So this particular toolchain mix seems to be broken, does everything
work if you compile Arrow, the plugin, and the core database with
devtoolset-3? I think the weak link is Arrow C++ compiled with a
non-devtoolset compiler toolchain. If there were the package
maintainer bandwidth, having both devtoolset-gcc and system-gcc
pre-built RPMs would be potentially interesting (but there are so many
devtoolsets, which one should you use?).

On Thu, Jun 10, 2021 at 6:04 PM Rares Vernica <rvern...@gmail.com> wrote:
>
> Yes, the pre-built binaries are the official RPM packages.
>
> I recompilled 4.0.1 with the default gcc-g++ from CentOS 7 and Debug flag.
> The segmentation fault occurred.
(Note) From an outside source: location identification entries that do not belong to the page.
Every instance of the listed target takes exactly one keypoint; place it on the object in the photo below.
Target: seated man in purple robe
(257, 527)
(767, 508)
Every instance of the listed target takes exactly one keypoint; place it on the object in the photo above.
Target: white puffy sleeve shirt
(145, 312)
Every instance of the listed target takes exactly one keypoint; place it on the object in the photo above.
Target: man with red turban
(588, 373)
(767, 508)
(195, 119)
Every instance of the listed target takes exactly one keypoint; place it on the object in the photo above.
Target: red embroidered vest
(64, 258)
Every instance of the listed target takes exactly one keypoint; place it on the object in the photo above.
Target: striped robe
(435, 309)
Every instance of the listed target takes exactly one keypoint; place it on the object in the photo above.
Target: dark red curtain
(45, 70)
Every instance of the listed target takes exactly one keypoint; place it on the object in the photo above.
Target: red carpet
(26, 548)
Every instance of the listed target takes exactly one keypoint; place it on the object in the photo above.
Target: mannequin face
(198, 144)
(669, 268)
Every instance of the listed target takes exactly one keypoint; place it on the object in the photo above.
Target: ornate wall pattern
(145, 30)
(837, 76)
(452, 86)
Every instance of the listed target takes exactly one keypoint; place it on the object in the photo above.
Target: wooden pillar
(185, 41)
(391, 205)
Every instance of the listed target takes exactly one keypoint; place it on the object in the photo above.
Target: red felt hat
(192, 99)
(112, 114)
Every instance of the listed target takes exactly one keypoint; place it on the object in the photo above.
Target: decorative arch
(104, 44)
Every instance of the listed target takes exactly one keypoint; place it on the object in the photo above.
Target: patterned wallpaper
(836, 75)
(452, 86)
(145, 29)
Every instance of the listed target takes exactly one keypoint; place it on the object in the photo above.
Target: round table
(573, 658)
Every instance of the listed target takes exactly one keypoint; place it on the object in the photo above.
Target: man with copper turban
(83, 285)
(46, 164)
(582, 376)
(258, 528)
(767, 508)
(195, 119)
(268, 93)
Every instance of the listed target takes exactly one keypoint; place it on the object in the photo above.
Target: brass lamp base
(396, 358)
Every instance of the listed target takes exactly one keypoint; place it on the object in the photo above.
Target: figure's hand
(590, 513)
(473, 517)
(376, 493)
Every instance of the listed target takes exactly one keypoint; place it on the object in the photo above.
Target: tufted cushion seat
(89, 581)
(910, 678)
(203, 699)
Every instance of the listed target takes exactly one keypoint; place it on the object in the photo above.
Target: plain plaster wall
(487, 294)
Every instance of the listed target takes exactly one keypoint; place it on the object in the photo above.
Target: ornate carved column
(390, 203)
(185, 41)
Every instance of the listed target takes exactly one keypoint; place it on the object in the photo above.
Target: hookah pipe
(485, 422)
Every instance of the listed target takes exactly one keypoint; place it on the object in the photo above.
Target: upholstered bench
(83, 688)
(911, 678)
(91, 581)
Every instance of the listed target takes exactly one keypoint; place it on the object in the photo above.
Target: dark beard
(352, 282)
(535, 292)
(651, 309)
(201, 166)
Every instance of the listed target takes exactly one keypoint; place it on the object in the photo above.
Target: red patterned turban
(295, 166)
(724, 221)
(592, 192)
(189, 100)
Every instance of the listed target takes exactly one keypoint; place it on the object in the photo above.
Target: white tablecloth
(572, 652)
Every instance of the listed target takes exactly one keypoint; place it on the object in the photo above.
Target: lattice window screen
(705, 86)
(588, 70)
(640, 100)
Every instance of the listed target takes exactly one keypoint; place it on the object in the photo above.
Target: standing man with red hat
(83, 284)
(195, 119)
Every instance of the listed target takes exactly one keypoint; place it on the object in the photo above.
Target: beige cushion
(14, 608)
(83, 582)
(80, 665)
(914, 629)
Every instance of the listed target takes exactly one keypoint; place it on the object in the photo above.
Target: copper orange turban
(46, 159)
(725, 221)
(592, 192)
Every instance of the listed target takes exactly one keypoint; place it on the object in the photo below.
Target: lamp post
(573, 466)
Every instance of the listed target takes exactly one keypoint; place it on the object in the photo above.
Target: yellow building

See below for the backtrace.
>
> Please note that the SciDB database as well as the Plug-in where the Arrow
> library is used are compiled with g++ from devtoolset-3. Maybe this problem
> is due to the different versions of the g++ compiler being used...
>
> Also note that the code path that writes Arrow files work fine, it is just
> the path that reads the files that breaks.
>
> > g++ --version
> g++ (GCC) 4.8.5 20150623 (Red Hat 4.8.5-44)
>
> Program received signal SIGSEGV, Segmentation fault.
> [Switching to Thread 0x7fae877fe700 (LWP 16783)]
> 0x00007fae8eb1e000 in ?? ()
> (gdb) bt
> #0  0x00007fae8eb1e000 in ?? ()
> #1  0x00007fae906bd4d0 in arrow::ipc::ArrayLoader::ReadBuffer
> (this=0x7fae877fa090, offset=0, length=24, out=0x7fae5c004010) at
> /apache-arrow-4.0.1/cpp/src/arrow/ipc/reader.cc:163
> #2  0x00007fae906bd7b8 in arrow::ipc::ArrayLoader::GetBuffer
> (this=0x7fae877fa090, buffer_index=1, out=0x7fae5c004010) at
> /apache-arrow-4.0.1/cpp/src/arrow/ipc/reader.cc:199
> #3  0x00007fae906cbfa7 in
> arrow::ipc::ArrayLoader::LoadPrimitive<arrow::Int64Type>
> (this=0x7fae877fa090, type_id=arrow::Type::INT64) at
> /apache-arrow-4.0.1/cpp/src/arrow/ipc/reader.cc:241
> #4  0x00007fae906c72c7 in arrow::ipc::ArrayLoader::Visit<arrow::Int64Type>
> (this=0x7fae877fa090, type=...) at
> /apache-arrow-4.0.1/cpp/src/arrow/ipc/reader.cc:300
> #5  0x00007fae906c2bbc in arrow::VisitTypeInline<arrow::ipc::ArrayLoader>
> (type=..., visitor=0x7fae877fa090) at
> /apache-arrow-4.0.1/cpp/src/arrow/visitor_inline.h:89
> #6  0x00007fae906bd545 in arrow::ipc::ArrayLoader::LoadType
> (this=0x7fae877fa090, type=...) at
> /apache-arrow-4.0.1/cpp/src/arrow/ipc/reader.cc:166
> #7  0x00007fae906bd5f0 in arrow::ipc::ArrayLoader::Load
> (this=0x7fae877fa090, field=0x7fae5c004e38, out=0x7fae5c003f88) at
> /apache-arrow-4.0.1/cpp/src/arrow/ipc/reader.cc:176
> #8  0x00007fae906b1a92 in arrow::ipc::LoadRecordBatchSubset
> (metadata=0x7fae8ea140f4, schema=std::shared_ptr (count 2, weak 0)
> 0x7fae5c004ea8, inclusion_mask=0x0, context=..., file=0x7fae5c003e50)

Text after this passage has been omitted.